Rabu, 18 Juni 2014

Ini Opsi yang Ditawarkan Jokowi untuk Atasi Masalah Modal Nelayan

Mulya Nurbilkis - detikNews

Subang - Capres nomor urut 2 Joko Widodo mengatakan masalah permodalan menjadi yang utama di kalangan nelayan. Jokowi lalu memberi opsi memecah Bank Rakyat Indonesia (BRI) untuk menjadi bank khusus yang menangani modal nelayan.

"Itu pekerjaan lapangan. Misalnya masalah permodalan, harus ada seperti dulu bank agromaritim, yang punya unit-unit di kampung," kata Jokowi di sela-sela kampanyenya di Subang, Jawa Barat, Selasa (17/6/2014).

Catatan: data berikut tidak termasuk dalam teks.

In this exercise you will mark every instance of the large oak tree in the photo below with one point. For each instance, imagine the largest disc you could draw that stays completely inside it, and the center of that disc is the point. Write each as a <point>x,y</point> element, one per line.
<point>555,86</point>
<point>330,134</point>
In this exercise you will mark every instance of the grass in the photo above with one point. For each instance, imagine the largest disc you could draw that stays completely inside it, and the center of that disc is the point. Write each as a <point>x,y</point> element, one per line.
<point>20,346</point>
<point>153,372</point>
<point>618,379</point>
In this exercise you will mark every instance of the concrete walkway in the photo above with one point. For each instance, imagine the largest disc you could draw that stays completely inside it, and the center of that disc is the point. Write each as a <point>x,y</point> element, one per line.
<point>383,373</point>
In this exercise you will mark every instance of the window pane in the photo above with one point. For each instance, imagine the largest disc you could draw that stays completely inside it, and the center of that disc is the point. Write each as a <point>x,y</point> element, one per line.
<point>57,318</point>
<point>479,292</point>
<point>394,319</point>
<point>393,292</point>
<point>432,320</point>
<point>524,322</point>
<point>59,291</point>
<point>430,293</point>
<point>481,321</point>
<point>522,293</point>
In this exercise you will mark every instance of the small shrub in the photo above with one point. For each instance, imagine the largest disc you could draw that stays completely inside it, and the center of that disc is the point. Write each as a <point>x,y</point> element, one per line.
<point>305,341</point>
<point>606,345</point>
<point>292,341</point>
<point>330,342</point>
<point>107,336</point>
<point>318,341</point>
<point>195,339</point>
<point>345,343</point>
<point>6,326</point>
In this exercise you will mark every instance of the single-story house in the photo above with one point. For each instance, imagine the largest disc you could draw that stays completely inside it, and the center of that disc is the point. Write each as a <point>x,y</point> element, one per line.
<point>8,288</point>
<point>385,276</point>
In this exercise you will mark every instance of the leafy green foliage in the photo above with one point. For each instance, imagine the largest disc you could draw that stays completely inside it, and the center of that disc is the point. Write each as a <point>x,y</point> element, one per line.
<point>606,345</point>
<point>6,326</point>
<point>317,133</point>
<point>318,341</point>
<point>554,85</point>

Ia menyatakan opsi mempermudah modal nelayan itu tak harus membuat bank baru. Bukan tidak mungkin membagi BRI yang sudah ada hingga ke pelosok desa untuk khusus menangani modal nelayan.

"Bank agromaritim itu tidak usah didirikan lagi juga tidak apa-apa. BRI bisa dipotong dua, spin off. Kemudian digiring ke arah nelayan dan petani. Saya tangkap di bawah, mereka tidak senang dengan koperasi. Kata mereka, yang dapet hanya pengurus saja," ujar mantan Walikota Solo ini.

Namun, ia enggan membahas lebih lanjut mengenai rencana membagi BRI tersebut. Ia beralasan itu hanya soal teknis yang bisa diatur kemudian.

"Gak ngerti lihat nanti aja. Tapi ada banyak alternatif kok. Tapi tadi misalnya, kalau mau cepat dan lebih spesifik ya buat bank baru," sambungnya.